BIG TONY ELECTS SELF TOP CAPO
Antonin "Big Tony" Scalia is fixing to become the top legal
enforcer for the Family Busheone. Big Tony - concurring with
Kenneth Starr that "conflict of interest" is just a bad thing that
happens to other people - is taking it upon himself to cast the
deciding vote in this presidential election, with "the will of the
people" being yet another concept he's "strictly constructed"
right out of the Constitution.
So just what interests are in conflict here? According to
Jim Dwyer:
Earlier this year, Antonin Scalia, the Supreme Court
justice who now is all but serving as the attorney
for George W. Bush, let it be known that if
Democrats won the presidency, he'd quit the court.
He would leave because under a Democratic
administration, he would have no shot at being named
chief justice by Al Gore, according to the March issue of
the Washingtonian magazine.
Now, Scalia has taken charge of the election case for George W. Bush and will
try to herd the conservatives this morning for the result he apparently wants: a
Bush presidency, and, perhaps, the job of chief justice when William Rehnquist
retires in a few years as is expected.
Normally, judges disqualify themselves from cases in
which they have a personal interest; if the naked
ambition to be the court's chief was accurately
attributed to him, then he has no business deciding this
fight.
Claiming that this isn't a conflict of interest bigger than Scalia's
appetite would be like saying that a Mike Tyson right hook isn't
in conflict with the face it's about to contact.
Big Tony started rewriting history a few weeks when dissenting
from the Florida Supreme Court's assertion that the most
fundamental right in a democracy is the vote.

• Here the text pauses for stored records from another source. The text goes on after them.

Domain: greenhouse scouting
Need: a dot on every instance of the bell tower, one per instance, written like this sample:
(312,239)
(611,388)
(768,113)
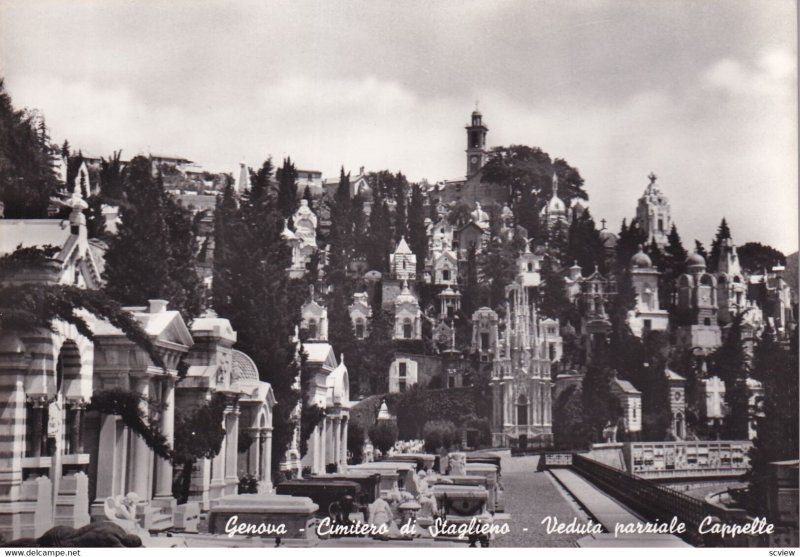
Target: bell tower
(476,142)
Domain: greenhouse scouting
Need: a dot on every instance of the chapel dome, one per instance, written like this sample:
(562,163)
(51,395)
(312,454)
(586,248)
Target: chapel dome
(695,260)
(641,260)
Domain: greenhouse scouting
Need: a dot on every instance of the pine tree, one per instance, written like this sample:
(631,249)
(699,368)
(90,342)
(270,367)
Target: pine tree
(27,175)
(584,244)
(600,407)
(729,363)
(287,188)
(497,269)
(777,429)
(188,290)
(529,170)
(553,300)
(569,431)
(95,221)
(652,381)
(472,292)
(630,239)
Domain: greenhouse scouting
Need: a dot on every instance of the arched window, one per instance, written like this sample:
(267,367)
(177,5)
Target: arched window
(408,328)
(522,410)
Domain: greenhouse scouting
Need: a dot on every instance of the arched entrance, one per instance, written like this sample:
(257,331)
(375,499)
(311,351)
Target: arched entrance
(522,410)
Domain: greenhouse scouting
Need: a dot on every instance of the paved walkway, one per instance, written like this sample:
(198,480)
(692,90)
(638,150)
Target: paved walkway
(609,512)
(600,506)
(529,497)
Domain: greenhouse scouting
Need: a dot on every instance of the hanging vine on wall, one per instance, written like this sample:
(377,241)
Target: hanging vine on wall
(128,406)
(26,307)
(310,414)
(198,435)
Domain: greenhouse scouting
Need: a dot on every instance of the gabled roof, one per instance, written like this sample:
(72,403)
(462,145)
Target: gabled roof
(402,248)
(320,353)
(165,325)
(672,376)
(470,224)
(32,232)
(626,387)
(243,368)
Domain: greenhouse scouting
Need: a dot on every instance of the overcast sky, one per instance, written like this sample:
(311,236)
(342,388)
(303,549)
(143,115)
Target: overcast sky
(703,93)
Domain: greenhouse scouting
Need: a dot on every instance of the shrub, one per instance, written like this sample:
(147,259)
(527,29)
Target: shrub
(439,434)
(355,441)
(248,483)
(383,435)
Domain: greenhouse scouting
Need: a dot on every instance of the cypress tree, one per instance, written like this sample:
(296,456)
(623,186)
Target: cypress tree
(153,253)
(400,216)
(251,260)
(418,235)
(137,260)
(723,233)
(111,178)
(308,197)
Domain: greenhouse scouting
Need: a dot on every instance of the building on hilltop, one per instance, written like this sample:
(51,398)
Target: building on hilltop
(407,315)
(403,262)
(555,210)
(471,188)
(647,315)
(653,213)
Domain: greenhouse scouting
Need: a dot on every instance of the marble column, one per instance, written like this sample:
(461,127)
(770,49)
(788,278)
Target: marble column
(164,466)
(254,453)
(343,454)
(76,431)
(266,460)
(140,459)
(232,446)
(337,424)
(218,463)
(37,416)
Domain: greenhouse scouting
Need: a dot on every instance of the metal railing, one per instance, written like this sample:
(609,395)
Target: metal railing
(644,496)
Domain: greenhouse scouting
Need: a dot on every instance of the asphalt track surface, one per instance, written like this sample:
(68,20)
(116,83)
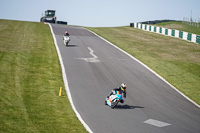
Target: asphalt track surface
(93,67)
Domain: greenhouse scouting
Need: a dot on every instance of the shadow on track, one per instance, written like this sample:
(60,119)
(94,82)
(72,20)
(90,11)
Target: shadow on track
(127,107)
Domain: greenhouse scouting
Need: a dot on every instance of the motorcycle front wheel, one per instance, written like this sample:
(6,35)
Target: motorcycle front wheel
(114,104)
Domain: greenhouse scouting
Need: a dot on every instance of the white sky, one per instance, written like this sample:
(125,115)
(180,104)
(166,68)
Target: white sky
(100,13)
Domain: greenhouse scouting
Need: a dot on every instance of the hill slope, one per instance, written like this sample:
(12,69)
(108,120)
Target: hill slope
(30,78)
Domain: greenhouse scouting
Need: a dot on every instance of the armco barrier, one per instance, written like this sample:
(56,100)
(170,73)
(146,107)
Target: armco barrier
(168,32)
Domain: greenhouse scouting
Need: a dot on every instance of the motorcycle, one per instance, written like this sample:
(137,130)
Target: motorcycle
(66,40)
(113,100)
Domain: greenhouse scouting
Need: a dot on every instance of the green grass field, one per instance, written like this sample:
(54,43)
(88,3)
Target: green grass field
(180,26)
(30,78)
(176,60)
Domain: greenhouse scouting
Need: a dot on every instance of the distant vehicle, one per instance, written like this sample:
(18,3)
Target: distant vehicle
(66,40)
(49,16)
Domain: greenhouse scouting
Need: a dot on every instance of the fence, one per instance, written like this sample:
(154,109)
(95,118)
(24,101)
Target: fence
(168,32)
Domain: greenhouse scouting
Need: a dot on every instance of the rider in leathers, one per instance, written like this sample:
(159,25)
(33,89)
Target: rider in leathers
(120,90)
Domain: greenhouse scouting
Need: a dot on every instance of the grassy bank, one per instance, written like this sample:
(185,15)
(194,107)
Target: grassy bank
(30,78)
(176,60)
(180,26)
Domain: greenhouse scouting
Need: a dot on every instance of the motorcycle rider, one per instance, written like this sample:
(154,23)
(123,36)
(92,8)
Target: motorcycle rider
(66,34)
(120,90)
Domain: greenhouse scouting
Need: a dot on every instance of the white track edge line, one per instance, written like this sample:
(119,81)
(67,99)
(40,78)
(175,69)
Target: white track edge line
(147,68)
(66,83)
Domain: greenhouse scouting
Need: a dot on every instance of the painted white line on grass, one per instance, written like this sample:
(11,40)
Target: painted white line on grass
(156,123)
(147,68)
(66,83)
(92,53)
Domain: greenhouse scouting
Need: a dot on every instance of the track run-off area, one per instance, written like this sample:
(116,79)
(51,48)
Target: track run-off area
(93,67)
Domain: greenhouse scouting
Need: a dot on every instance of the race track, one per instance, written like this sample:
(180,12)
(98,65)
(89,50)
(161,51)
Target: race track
(93,67)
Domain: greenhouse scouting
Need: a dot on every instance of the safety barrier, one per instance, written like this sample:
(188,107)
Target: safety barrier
(168,32)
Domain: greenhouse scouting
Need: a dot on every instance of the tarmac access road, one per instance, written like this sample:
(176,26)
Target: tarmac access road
(94,67)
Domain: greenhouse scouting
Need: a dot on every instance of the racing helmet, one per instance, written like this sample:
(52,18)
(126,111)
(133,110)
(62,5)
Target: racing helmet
(123,87)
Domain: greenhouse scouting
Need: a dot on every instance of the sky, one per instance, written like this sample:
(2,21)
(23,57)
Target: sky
(101,13)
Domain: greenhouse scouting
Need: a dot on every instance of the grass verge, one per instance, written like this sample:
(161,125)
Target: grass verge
(176,60)
(30,78)
(180,26)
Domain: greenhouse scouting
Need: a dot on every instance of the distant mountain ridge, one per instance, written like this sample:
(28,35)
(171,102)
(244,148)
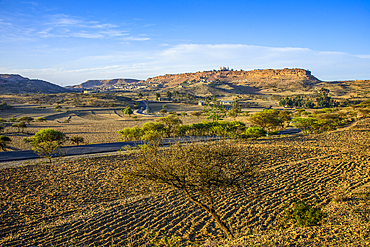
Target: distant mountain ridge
(255,78)
(105,83)
(10,83)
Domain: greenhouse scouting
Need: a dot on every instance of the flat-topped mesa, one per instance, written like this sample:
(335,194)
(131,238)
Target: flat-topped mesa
(259,76)
(12,77)
(19,84)
(105,83)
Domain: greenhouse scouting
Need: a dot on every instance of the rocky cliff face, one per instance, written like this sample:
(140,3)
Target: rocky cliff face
(105,83)
(20,84)
(265,77)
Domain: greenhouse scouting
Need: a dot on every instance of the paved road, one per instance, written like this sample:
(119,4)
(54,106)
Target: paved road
(97,148)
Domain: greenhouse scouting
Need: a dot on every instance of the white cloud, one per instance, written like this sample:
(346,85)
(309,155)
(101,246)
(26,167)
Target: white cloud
(60,26)
(197,57)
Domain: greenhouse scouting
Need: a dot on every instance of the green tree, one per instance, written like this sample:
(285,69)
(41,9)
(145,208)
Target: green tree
(20,126)
(214,109)
(4,140)
(46,142)
(40,119)
(77,140)
(307,125)
(269,118)
(196,114)
(153,131)
(169,95)
(200,172)
(131,134)
(235,110)
(254,132)
(127,111)
(170,123)
(163,111)
(25,119)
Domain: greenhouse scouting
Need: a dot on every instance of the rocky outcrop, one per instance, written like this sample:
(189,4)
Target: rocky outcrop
(19,84)
(259,77)
(105,83)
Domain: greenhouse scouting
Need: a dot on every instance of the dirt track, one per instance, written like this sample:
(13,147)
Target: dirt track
(81,203)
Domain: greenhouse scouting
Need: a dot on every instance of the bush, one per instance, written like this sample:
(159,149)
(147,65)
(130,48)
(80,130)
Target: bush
(198,171)
(303,214)
(77,140)
(4,140)
(254,132)
(40,119)
(46,142)
(131,134)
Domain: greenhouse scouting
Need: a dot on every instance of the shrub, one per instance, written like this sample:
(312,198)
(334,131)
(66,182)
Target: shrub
(47,142)
(20,126)
(41,119)
(170,122)
(77,139)
(198,171)
(303,214)
(25,119)
(4,140)
(254,132)
(131,134)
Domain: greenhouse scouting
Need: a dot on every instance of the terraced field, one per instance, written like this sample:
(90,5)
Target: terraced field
(81,202)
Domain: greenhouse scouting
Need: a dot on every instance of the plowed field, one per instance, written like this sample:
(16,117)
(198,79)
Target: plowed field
(81,203)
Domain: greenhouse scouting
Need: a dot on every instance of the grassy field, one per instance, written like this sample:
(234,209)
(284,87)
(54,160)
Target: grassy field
(95,125)
(81,203)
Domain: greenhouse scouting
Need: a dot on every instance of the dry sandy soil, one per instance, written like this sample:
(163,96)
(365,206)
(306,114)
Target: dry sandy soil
(81,203)
(95,125)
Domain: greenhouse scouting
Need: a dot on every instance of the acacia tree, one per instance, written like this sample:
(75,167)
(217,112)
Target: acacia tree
(28,120)
(77,140)
(170,123)
(201,172)
(4,140)
(269,118)
(214,109)
(20,126)
(128,111)
(235,110)
(169,95)
(46,142)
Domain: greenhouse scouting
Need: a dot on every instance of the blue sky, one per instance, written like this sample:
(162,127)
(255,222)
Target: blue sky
(68,42)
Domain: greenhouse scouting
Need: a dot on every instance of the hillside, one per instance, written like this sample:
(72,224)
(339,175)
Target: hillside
(256,78)
(106,84)
(20,84)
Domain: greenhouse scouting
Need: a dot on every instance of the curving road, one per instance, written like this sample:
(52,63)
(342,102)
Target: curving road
(99,148)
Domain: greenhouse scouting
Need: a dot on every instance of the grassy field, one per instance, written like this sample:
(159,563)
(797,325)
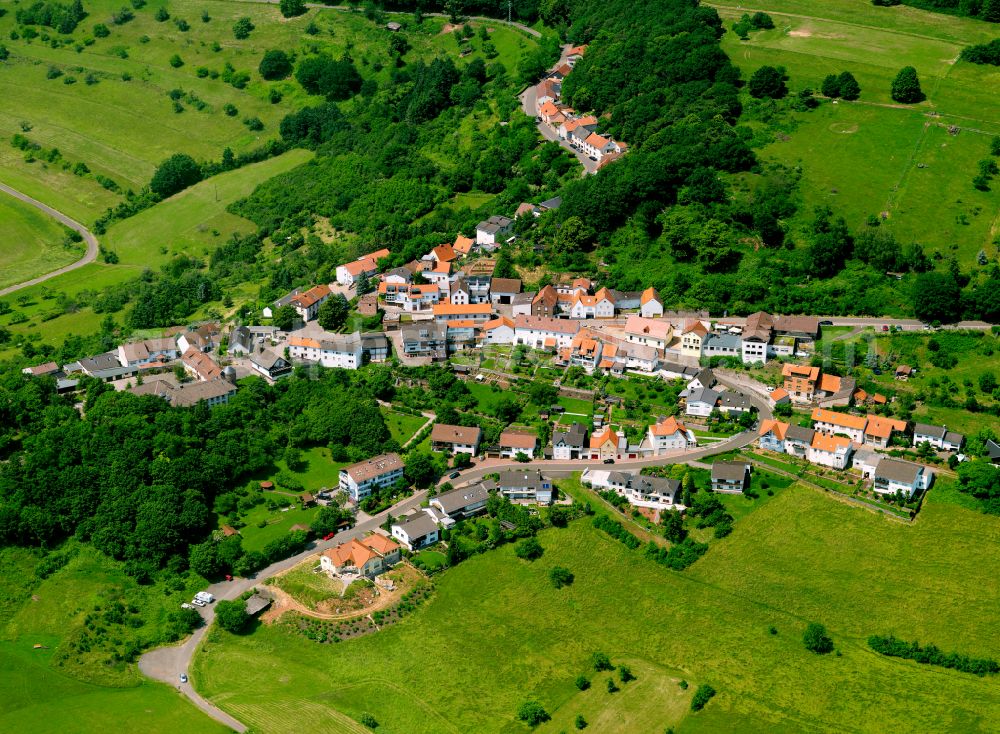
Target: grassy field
(45,692)
(185,223)
(402,426)
(796,559)
(32,242)
(873,155)
(278,524)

Capo-in-Waiting Tony - carefully adjusting his pinstripe robes - sneered at
this, saying that, "There is no right to suffrage under Article II."
Or, as Dwyer puts it:
In plain English, he said that the citizens have no constitutional right to vote for
President. His reason is that the Constitution places that power in the hands of
the state legislatures, although he did not mention that all 50 state legislatures
submit the question to a popular vote.
Big Tony's latest trip to Legal La-La Land - in the matter of
writing the majority opinion stopping the Florida recount last
Saturday - produced the astounding:
"Count first and rule upon legality
afterward is not a recipe for producing election results that have the public
acceptance democratic stability requires.
The counting of
votes that are of questionable legality does in my view threaten irreparable harm to [Texas
Gov. George W. Bush], and to the country, by casting a cloud upon what he claims to be the
legitimacy of his election."
The inimitable Mr. Dwyer begs to disagree:
We've gotten by for two centuries on precisely that recipe. That is what is
done on every Election Day in this country.
First we vote. Then come the challenges, if any, which end up in court, and are
decided there. This is not new. To have disputed ballots decided by courts
doesn't "change the rules of the game." Those are the rules of the game. To do
otherwise changes the law, the customs and the practice in every single state.
Eric Zorn offers another translation of and
view about Big Tony's self-serving pseudo-legal babbling:
Allow me to paraphrase: "Most people are too stupid to understand or accept a ruling we might
make voiding the recount if it were to be completed. So we must stop it this instant, lest the
unruly, unsophisticated masses ever get the idea that Vice President Al Gore actually won the
election because he got more votes than Bush in Florida--as well as the rest of the country. It
would perturb them to see Bush inaugurated, and this might make it difficult for Bush to be an
effective and respected president."
I've come up empty scouring the Constitution for my right not to be perturbed. In vain, I went
back over Article II, which deals with the presidency, looking for a "sunshine clause" saying,
"No clouds shall be cast upon the claim of legitimacy of a president."
Nanny Scalia and four fellow baby-sitters of the right freelanced a temporary suspension of
our common-law right to know. If their reasoning holds, Republicans will be allowed to
impound the ballots in Florida for at least four years so that Freedom of Information Act
busybodies can't conduct their planned unofficial recounts of machine-rejected ballots several
weeks or months from now.
So Big Tony not only wants to in effect name himself Chief Justice,
but also bury the bodies, er, ballots until after the NEXT election.
Zorn then offers how, in the 5-4 decision last Saturday ...
... the five conservatives justices hit the trifecta of ignominy with their stay order:
- They cast a cloud upon the court's moral authority with a partisan 5-4 ruling. If they're just
a fractious clutch of ideologues like so many guests on "Hardball," why should we pay
deference to their rulings?
- They all but killed Gore's chances to prevail in a recount or swing public sentiment his way
by helping Republicans run out the clock on the Dec. 12 deadline for appointing electors.
- They all but killed Bush's chance to have the legitimacy of his election recognized by most
Democrats.
Yep, Big Tony's going to give this election to the Family
Busheone with all the subtlety of the St. Valentine's Day Massacre.